CARDINAL BEVILACQUA ASKS LAWMAKERS AND NATIONAL INSTITUTES OF HEALTH NOT TO APPROVE EMBRYO STEM CELL RESEARCH


HIS EMINENCE SAYS ADULT STEM CELL RESEARCH IS "MORE EFFECTIVE"

Anthony Cardinal Bevilacqua, Archbishop of Philadelphia, has written letters to federal lawmakers and the National Institutes for Health asking them not to approve guidelines that would legalize embryo stem cell research. On December 1, 1999, the National Institutes for Health published draft guidelines that would legalize embryo stem cell research. The public has until January 31, 2000, to submit written comments. The National Institutes for Health will then finalize its guidelines. Congress has the authority to intervene before the guidelines become finalized. Cardinal Bevilacqua sent letters to National Institutes of Health Director Dr. Harold Varmus, United States Senators Arlen Specter and Rick Santorum and the nine United States Representatives that represent different areas of the Archdiocese.

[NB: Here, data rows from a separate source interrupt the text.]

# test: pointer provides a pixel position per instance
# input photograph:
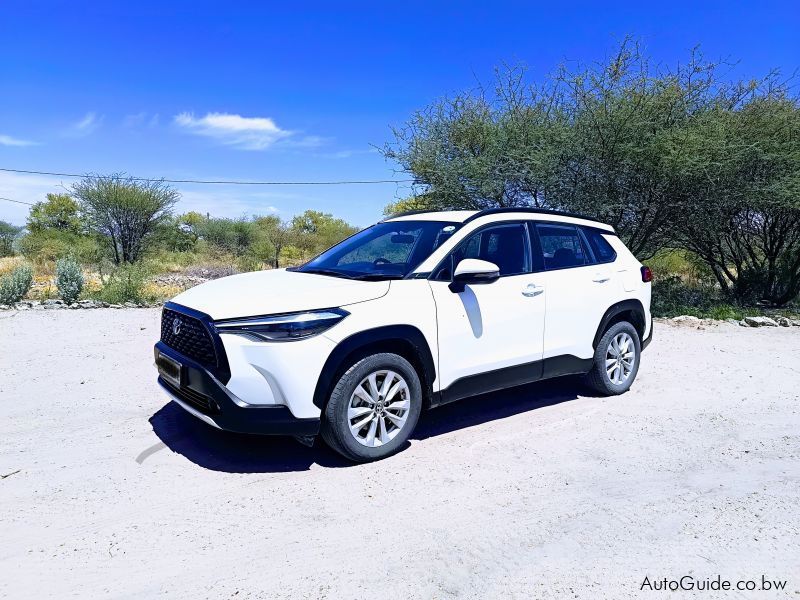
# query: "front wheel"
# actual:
(373, 408)
(616, 360)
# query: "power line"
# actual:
(17, 201)
(216, 182)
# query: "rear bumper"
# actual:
(206, 398)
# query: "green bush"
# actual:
(69, 279)
(48, 245)
(125, 284)
(673, 296)
(14, 286)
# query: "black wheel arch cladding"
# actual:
(627, 310)
(405, 340)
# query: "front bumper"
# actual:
(205, 397)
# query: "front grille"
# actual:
(190, 338)
(194, 399)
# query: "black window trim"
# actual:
(529, 245)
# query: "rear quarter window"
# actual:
(602, 250)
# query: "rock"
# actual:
(760, 322)
(685, 319)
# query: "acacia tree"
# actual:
(8, 233)
(59, 212)
(125, 211)
(743, 178)
(596, 140)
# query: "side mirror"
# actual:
(471, 271)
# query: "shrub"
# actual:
(672, 296)
(13, 287)
(126, 284)
(69, 279)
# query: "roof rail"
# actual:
(406, 213)
(542, 211)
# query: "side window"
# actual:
(601, 249)
(504, 245)
(561, 246)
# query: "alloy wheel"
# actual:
(378, 408)
(620, 358)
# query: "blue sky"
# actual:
(245, 90)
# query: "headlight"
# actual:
(283, 328)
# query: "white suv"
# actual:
(416, 311)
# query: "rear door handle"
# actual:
(532, 290)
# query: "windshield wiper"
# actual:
(377, 276)
(330, 272)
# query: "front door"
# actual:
(491, 334)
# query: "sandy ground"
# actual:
(542, 492)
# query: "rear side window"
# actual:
(561, 246)
(602, 250)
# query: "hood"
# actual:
(276, 291)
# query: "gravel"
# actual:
(542, 492)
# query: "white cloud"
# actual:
(86, 126)
(246, 133)
(7, 140)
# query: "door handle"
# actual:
(532, 290)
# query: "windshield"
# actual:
(389, 250)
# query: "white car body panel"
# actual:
(488, 326)
(276, 291)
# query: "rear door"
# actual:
(580, 288)
(488, 329)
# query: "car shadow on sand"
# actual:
(241, 453)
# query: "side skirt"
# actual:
(508, 377)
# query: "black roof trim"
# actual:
(525, 209)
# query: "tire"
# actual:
(367, 420)
(614, 378)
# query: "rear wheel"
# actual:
(373, 408)
(616, 360)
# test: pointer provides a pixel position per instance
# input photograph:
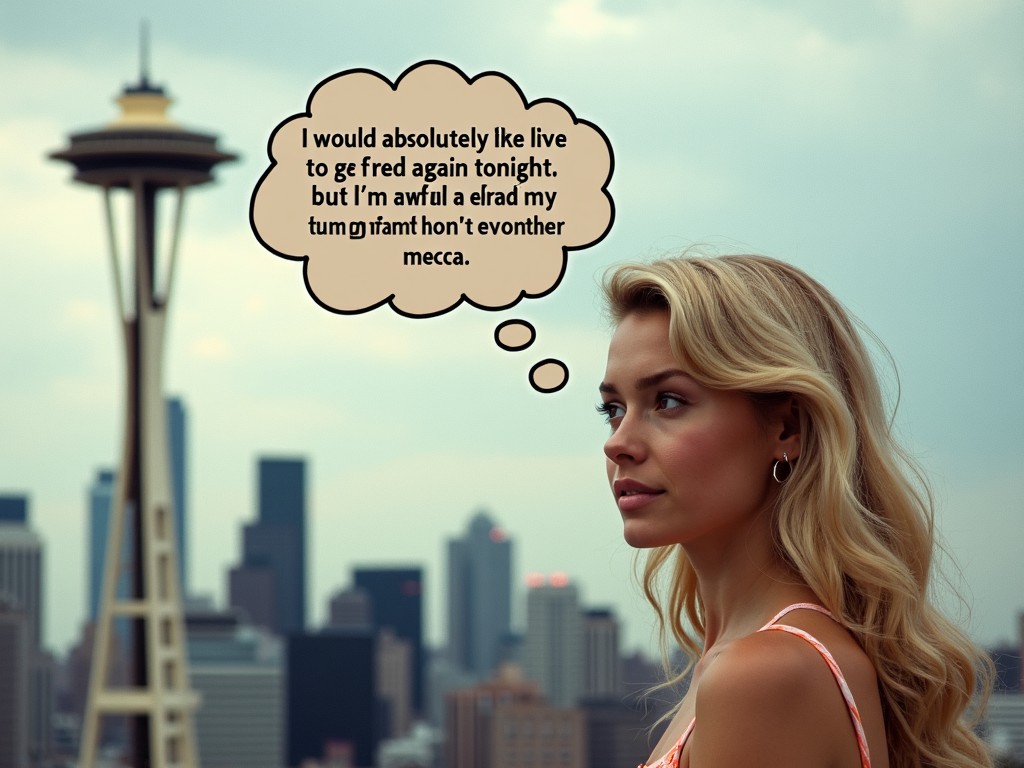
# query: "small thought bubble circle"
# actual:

"These guidelines disregard the sanctity of life by sanctioning the killing of unborn human embryos to obtain stem cells for research," wrote Cardinal Bevilacqua. "This assault on life must not happen. Scientific research should be guided by a fundamental moral norm: respect for the dignity of life from conception (fertilization) to natural death."

Cardinal Bevilacqua supports adult stem cell research, but opposes the killing of unborn embryos for stem cell research. In his letters to the lawmakers and the National Institutes for Health, Cardinal Bevilacqua pointed out that "research has demonstrated that adults stem cells can be as effective, or even more effective than, embryo stem cells because adult stem cells do not carry the risk of rejection."